Régions

Taxe sur terrains non bâtis: Dernier délai le 28 février

Par Aziza EL AFFAS | Edition N°:5435 Le 21/01/2019 | Partager
La campagne de collecte a démarré à Casablanca
Plus de 170 millions de DH en 2018

Avis aux propriétaires de terrains urbains non bâtis à Casablanca. La campagne de déclaration et d’acquittement de la taxe sur terrains non bâtis (TTNB) a démarré sur le territoire de la commune urbaine de Casablanca. «Les contribuables assujettis à cette taxe sont appelés à effectuer leurs déclarations avant le 1er mars prochain», affirme Samira Razani, 9e vice-président du Conseil de la ville en charge des recettes fiscales.

Un formulaire, à retirer auprès des services communaux compétents, devra être rempli et déposé avant la date limite du 28 février, au risque de s’exposer à des majorations de l’ordre de 15% pour les mois de mars et avril et 0,5% pour le reste de l’année, explique l’élue.

Comme le stipule la loi 47/06 relative  à la fiscalité des collectivités (notamment les articles 39 à 49), la TTNB porte sur les terrains urbains non bâtis situés à l’intérieur des périmètres urbains et les centres délimités disposant d’un document d’urbanisme, à l’exclusion des terrains nus affectés à une exploitation professionnelle ou agricole de quelque nature que ce soit dans la limite de 5 fois la superficie des terrains exploités.

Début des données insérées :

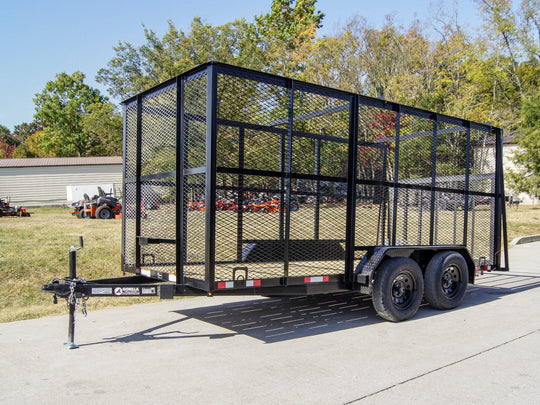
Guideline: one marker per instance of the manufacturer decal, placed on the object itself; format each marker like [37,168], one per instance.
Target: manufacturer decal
[101,291]
[127,291]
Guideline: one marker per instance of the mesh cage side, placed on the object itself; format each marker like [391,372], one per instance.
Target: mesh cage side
[129,194]
[482,207]
[194,184]
[252,118]
[157,186]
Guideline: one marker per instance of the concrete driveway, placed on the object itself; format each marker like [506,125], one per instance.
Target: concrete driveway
[308,350]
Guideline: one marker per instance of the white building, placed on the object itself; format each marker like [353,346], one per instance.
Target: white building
[42,181]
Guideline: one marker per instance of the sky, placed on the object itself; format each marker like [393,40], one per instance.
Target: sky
[40,38]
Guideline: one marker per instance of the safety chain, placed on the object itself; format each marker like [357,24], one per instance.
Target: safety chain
[73,300]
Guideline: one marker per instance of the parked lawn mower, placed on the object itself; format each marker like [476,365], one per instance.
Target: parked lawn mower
[102,206]
[8,211]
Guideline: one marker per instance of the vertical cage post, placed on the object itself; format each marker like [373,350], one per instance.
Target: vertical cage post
[500,208]
[211,140]
[433,203]
[467,183]
[317,207]
[181,205]
[396,177]
[138,180]
[240,197]
[290,125]
[351,190]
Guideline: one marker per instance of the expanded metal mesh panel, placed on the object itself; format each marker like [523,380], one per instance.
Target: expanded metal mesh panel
[195,89]
[252,101]
[481,218]
[157,187]
[129,224]
[249,208]
[451,156]
[415,148]
[130,141]
[195,225]
[129,196]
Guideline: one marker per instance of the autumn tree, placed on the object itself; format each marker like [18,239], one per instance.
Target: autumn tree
[135,69]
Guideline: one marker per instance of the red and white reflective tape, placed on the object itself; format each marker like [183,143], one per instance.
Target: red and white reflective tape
[145,272]
[225,284]
[317,279]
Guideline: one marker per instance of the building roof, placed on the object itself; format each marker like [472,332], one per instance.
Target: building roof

«Depuis 2014, cette taxe a enregistré une augmentation conséquente en raison de l’ouverture de nouveaux périmètres à l’urbanisation dès 2009», explique Razani. Les zones concernées se trouvent notamment sur le territoire des arrondissements de  Aïn Chock (dont Sidi Maârouf et une partie de Bouskoura), Hay Hassani (Lissasfa), Sidi Moumen et Anfa (notamment du côté de Aïn Diab). Les recettes de la TTNB sont toutefois appelées à diminuer au fil des années. «Le périmètre urbain ne peut s’élargir indéfiniment», tient à préciser Razani.

La taxe sur les débits de boissons est un autre impôt local qui doit être payé avant le 1er mars prochain. Elle est appliquée aux exploitants des cafés, bars et salons de thé et, de manière générale, à tout débitant de boissons à consommer sur place.

Pour l’année 2016, les recettes de la ville se sont élevées à plus de 36,3 millions de DH. Pour sa part, la taxe de séjour est perçue dans les établissements d’hébergement touristique appartenant à des personnes morales ou physiques. Elle vient en sus du prix de la chambre. Elle était de l’ordre de 21,5 millions de DH en 2016. Cette opération rentre dans le cadre  du recouvrement des créances de la ville.

D’autant plus que le déblocage des prochaines tranches du prêt octroyé par la Banque mondiale (2 milliards de DH) en dépend. Pour en bénéficier, le maire s’est engagé à fructifier les recettes de la ville à hauteur de 50% d’ici la fin de son mandat (cf. édition du 7 mars 2018).

2e plus importante taxe

LA taxe sur les terrains urbains non bâtis  est une importante ressource fiscale pour une ville qui cherche désespérément à fructifier ses revenus. La TTNB représente en effet la 2e taxe, en termes de recettes, après les redevances d’occupation temporaire du domaine public à usage commercial (notamment les panneaux d’affichage). Les recettes de cette dernière taxe se sont établies à plus de 174 millions de DH en 2015.